Mark Steward, Executive Director of Enforcement and Market Oversight at the FCA, said:
‘Senior management must be held to high standards of integrity which is the fundamental cornerstone of good conduct in trusted markets. Mr Tinney failed to act with integrity in one telling instance which is enough to justify this censure.’
In March 2012, Mr Tinney received a document which contained critical findings about the culture within Barclays Wealth’s US branch, Barclays Wealth Americas. Subsequently, the Chairman of Barclays Bank plc (of which Barclays Wealth is a division) received an anonymous email alleging that “a Wealth cultural audit report” had been suppressed. Mr Tinney assisted in drafting a response to this allegation.
The substantive hearing took place in January 2018. The Upper Tribunal found that Mr Tinney was reckless in giving the impression that the document did not exist. Accordingly, the Upper Tribunal found that Mr Tinney’s conduct failed to meet the required standard of integrity.
The FCA also alleged that Mr Tinney made false or misleading statements to his colleagues in a response to the US Federal Reserve Bank of New York in November 2012 about the same document. The Upper Tribunal did not uphold this allegation.
The Upper Tribunal also found that, following these events, Mr Tinney made a misleading statement to his professional regulator (the Institute of Chartered Accountants in England and Wales) concerning the nature of his conduct.
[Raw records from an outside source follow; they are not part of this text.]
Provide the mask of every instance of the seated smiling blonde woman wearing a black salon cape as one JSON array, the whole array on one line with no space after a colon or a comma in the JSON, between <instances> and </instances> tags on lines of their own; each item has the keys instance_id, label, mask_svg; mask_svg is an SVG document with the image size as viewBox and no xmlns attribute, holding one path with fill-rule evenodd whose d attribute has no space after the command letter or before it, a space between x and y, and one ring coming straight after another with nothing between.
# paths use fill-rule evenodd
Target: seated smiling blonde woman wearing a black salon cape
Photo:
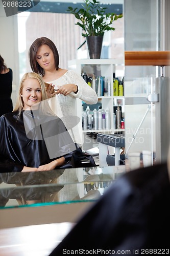
<instances>
[{"instance_id":1,"label":"seated smiling blonde woman wearing a black salon cape","mask_svg":"<svg viewBox=\"0 0 170 256\"><path fill-rule=\"evenodd\" d=\"M74 150L63 121L48 105L43 79L26 73L13 112L0 118L0 171L52 170L68 163Z\"/></svg>"}]
</instances>

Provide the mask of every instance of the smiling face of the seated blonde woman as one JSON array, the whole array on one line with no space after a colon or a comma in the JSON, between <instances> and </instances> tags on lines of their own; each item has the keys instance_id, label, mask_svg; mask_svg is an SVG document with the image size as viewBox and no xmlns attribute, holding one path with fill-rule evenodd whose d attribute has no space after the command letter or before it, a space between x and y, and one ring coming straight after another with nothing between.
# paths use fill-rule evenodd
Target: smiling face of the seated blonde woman
<instances>
[{"instance_id":1,"label":"smiling face of the seated blonde woman","mask_svg":"<svg viewBox=\"0 0 170 256\"><path fill-rule=\"evenodd\" d=\"M24 106L23 110L30 109L35 103L42 100L42 92L39 81L35 78L28 78L23 82L21 94Z\"/></svg>"}]
</instances>

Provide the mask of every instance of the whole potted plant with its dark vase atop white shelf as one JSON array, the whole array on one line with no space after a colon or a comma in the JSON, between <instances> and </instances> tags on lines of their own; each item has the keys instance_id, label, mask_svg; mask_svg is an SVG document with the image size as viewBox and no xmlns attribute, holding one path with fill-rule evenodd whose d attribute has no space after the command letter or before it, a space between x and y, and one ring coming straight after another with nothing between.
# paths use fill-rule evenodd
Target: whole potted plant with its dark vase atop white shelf
<instances>
[{"instance_id":1,"label":"whole potted plant with its dark vase atop white shelf","mask_svg":"<svg viewBox=\"0 0 170 256\"><path fill-rule=\"evenodd\" d=\"M108 8L101 7L97 0L83 0L82 8L68 7L71 14L79 20L76 25L82 28L82 36L86 37L90 58L100 58L103 36L106 31L115 30L114 20L122 18L123 14L108 13Z\"/></svg>"}]
</instances>

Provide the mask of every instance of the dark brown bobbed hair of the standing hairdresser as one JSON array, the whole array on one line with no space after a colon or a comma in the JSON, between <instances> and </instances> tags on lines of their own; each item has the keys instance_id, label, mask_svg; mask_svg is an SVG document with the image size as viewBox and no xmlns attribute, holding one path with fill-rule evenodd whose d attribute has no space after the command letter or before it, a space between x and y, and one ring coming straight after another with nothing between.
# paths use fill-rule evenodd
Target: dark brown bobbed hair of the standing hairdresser
<instances>
[{"instance_id":1,"label":"dark brown bobbed hair of the standing hairdresser","mask_svg":"<svg viewBox=\"0 0 170 256\"><path fill-rule=\"evenodd\" d=\"M50 47L50 49L52 50L52 52L54 54L56 70L59 69L59 54L58 54L58 50L57 50L57 47L55 46L54 42L51 39L44 37L44 36L37 38L33 42L33 44L31 45L31 47L29 49L29 59L30 59L30 66L31 66L32 71L41 76L44 75L44 69L39 66L39 64L36 60L36 55L37 55L37 51L38 51L39 47L42 45L47 45L48 47Z\"/></svg>"}]
</instances>

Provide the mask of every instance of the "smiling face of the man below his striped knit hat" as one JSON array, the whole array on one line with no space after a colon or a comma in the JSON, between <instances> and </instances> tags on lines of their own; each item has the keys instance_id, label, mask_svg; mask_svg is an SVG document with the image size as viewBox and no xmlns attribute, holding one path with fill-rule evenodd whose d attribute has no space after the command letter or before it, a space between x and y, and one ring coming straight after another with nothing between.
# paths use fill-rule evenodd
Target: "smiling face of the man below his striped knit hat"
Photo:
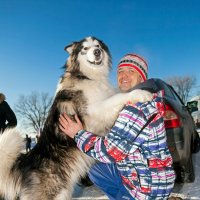
<instances>
[{"instance_id":1,"label":"smiling face of the man below his striped knit hat","mask_svg":"<svg viewBox=\"0 0 200 200\"><path fill-rule=\"evenodd\" d=\"M117 71L118 87L122 92L126 92L137 84L143 82L140 74L129 66L119 68Z\"/></svg>"}]
</instances>

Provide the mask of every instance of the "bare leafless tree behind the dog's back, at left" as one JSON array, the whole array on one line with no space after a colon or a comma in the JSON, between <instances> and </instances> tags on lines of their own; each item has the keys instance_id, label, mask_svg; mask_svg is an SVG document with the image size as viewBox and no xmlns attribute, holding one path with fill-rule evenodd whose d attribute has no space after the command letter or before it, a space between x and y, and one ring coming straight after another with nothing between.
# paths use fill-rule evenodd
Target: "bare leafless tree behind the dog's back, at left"
<instances>
[{"instance_id":1,"label":"bare leafless tree behind the dog's back, at left","mask_svg":"<svg viewBox=\"0 0 200 200\"><path fill-rule=\"evenodd\" d=\"M44 126L52 100L48 93L32 92L28 96L21 95L14 110L24 127L31 127L38 132Z\"/></svg>"}]
</instances>

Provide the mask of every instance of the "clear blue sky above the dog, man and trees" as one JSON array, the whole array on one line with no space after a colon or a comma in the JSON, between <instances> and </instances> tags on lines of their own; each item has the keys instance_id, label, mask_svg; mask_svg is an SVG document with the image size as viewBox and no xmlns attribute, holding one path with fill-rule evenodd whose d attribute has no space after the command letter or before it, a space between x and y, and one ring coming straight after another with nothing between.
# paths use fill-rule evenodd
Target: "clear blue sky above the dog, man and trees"
<instances>
[{"instance_id":1,"label":"clear blue sky above the dog, man and trees","mask_svg":"<svg viewBox=\"0 0 200 200\"><path fill-rule=\"evenodd\" d=\"M199 0L1 0L0 92L11 105L32 91L54 95L64 47L95 36L116 65L128 52L142 55L149 77L196 76L200 82Z\"/></svg>"}]
</instances>

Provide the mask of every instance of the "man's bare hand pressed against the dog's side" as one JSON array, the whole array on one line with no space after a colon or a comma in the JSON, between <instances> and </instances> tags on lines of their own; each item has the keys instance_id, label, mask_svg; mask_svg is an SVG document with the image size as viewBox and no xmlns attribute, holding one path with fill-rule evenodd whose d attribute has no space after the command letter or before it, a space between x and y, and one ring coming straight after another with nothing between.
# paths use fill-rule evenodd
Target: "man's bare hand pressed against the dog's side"
<instances>
[{"instance_id":1,"label":"man's bare hand pressed against the dog's side","mask_svg":"<svg viewBox=\"0 0 200 200\"><path fill-rule=\"evenodd\" d=\"M83 125L77 115L75 115L75 120L76 122L71 120L65 113L59 118L60 130L71 138L74 138L78 131L83 130Z\"/></svg>"}]
</instances>

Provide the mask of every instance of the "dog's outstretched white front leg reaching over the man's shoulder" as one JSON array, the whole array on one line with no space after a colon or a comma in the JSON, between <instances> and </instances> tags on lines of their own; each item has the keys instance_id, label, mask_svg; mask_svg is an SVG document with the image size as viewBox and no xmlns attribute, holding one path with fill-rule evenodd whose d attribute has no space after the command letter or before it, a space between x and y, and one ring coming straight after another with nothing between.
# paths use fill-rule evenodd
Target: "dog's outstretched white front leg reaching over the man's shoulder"
<instances>
[{"instance_id":1,"label":"dog's outstretched white front leg reaching over the man's shoulder","mask_svg":"<svg viewBox=\"0 0 200 200\"><path fill-rule=\"evenodd\" d=\"M102 131L109 130L113 125L118 113L123 106L128 102L137 103L145 102L152 99L152 94L144 90L133 90L129 93L118 93L112 97L97 102L88 107L88 114L90 119L88 120L88 129L94 133L103 135Z\"/></svg>"}]
</instances>

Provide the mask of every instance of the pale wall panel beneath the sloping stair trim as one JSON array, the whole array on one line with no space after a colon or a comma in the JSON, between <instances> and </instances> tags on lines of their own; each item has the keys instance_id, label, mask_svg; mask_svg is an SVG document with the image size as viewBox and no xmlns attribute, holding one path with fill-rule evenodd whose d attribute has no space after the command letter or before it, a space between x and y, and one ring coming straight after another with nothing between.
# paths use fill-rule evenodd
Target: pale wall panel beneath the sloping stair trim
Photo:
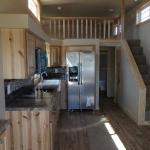
<instances>
[{"instance_id":1,"label":"pale wall panel beneath the sloping stair trim","mask_svg":"<svg viewBox=\"0 0 150 150\"><path fill-rule=\"evenodd\" d=\"M118 104L134 121L138 122L139 85L131 67L122 49Z\"/></svg>"}]
</instances>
However, the Upper Tribunal did not uphold the separate allegation that Mr Tinney had misled the FCA.
Following a separate hearing on sanctions in March 2019, the Upper Tribunal determined that the appropriate sanction was for the FCA to publish a statement of Mr Tinney’s misconduct (a public censure) and did not uphold the FCA’s submission that a breach of the obligation to act with integrity by a senior manager merited a prohibition order in this case. The FCA has, accordingly, published a Final Notice.